Firm Logo

Unknown Values and Undefined Behaviour

In some languages like C it is possible to write programs that access indeterminate/uninitialized values. There are two ways to represent such values: Using an Unknown node which represents a value that the compiler can choose freely, and a Bad node which results in undefined behaviour if accessed which allows the compiler to perform more aggressive optimizations.

Unknown Nodes

Unknown nodes represent a value that is unknown to the programmer and may be freely choosen by the compiler.

  • An unknown value can be replaced by a constant at any time.

  • Common Subexpression Elimination is legal but not recommended as it reduces the freedom to choose different values.

  • Replacing operations involving Unknown with Unknown is illegal if the relation between the previous Unknown value and the result can be observed (the Unknown has multiple users):

int x; // represented as Unknown;
if (x == x+5) { /* replacing x+5 with Unknown may fulfill
                   impossible relation */
        panic("impossible to get here");
}
  • Replacing operations involving Unknown with Unknown is illegal if the possible results of the expression do not include all values:

/* Must not be replaced by a new Unknown */
Unknown | 1   // but may be replaced with 1 or ~0 if
              // Unknown has no other users
Unknown * 2   // but may be replaced with any even number
              // if Unknown has no other users
Unknown & 0   // but may be replaced with 0
/* May be replaced by Unknown if sole user of Unknown */
Unknown + y
Unknown < 42
Unknown ^ 0xCAFEBABE
  • An unknown value always results in the same value:

int x; // represented as Unknown;
x-x; // may be replaced by 0

Bad Nodes

While Unknown values may be used to conservatively capture the behaviour of indeterminate values, says accessing them produces undefined behaviour which allows more aggressive optimization (or even Nasal Daemons):

int x;
if (rand())
        x = 5;
return x+3; // may be replaced by 8

Such undefined behaviour on access is expressed with Bad nodes.

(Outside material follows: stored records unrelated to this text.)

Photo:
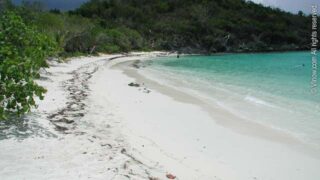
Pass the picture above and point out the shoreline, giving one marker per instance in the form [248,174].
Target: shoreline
[290,147]
[121,131]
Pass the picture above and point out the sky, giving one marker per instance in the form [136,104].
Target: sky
[291,5]
[288,5]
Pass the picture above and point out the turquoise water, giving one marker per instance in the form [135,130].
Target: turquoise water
[272,88]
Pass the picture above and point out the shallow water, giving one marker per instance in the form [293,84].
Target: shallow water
[269,88]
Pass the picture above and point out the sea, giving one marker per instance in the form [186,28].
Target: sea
[273,89]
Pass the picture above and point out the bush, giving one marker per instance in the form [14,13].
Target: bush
[23,51]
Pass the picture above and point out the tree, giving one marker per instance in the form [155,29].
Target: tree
[23,51]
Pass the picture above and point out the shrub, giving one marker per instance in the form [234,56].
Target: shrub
[23,52]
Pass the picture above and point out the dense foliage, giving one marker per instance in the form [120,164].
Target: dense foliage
[203,25]
[23,51]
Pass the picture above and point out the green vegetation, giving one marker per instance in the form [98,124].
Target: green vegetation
[202,25]
[23,51]
[29,35]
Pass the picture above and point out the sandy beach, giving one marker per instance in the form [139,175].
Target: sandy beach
[104,118]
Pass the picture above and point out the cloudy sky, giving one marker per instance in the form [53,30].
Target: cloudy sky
[287,5]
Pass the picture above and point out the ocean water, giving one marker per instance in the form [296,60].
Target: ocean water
[273,89]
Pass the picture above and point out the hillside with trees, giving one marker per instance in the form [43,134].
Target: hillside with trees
[29,35]
[202,25]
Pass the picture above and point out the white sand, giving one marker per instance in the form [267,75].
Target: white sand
[131,132]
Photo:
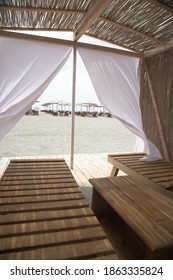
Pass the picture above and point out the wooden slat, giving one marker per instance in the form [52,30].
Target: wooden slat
[40,198]
[156,172]
[99,249]
[42,208]
[37,241]
[27,217]
[134,209]
[37,180]
[41,192]
[48,226]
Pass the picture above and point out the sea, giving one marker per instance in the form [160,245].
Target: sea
[48,135]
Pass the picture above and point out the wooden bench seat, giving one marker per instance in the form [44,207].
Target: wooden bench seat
[158,172]
[44,215]
[144,209]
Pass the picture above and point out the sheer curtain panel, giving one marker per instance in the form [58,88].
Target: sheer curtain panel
[116,80]
[26,69]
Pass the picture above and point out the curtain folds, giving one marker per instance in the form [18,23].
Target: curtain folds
[116,80]
[26,69]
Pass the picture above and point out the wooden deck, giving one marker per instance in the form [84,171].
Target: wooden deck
[88,166]
[44,214]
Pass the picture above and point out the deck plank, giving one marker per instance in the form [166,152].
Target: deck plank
[44,214]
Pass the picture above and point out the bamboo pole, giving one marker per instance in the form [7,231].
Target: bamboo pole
[73,110]
[156,110]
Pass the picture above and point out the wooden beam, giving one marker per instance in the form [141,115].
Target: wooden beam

  • Using a Bad node results in undefined behaviour. A firmnod:Phi[] or Block node only uses their operands if actual control flow happens on the respective path.

/* The following may be replaced by Bad
   or a call to abort() */
Bad + 5
*x = Bad;
if (Bad) { } else { }

int x; // represented by Bad
if (rand()) {
        y = 5;
}
x_ = phi(x, y); // may be replaced by y, but not by Bad.
                // An abort() call can be placed in the
                // else branch of the preceding if
return x_;
  • Bad nodes are used to represent unreachable code. Values and Control Flow coming from unreachable code can be replaced by a Bad node.

  • Currently there are bugs in firm that lead to invalid graphs when Bad is used for undefined behaviour (using it for unreachable code is fine).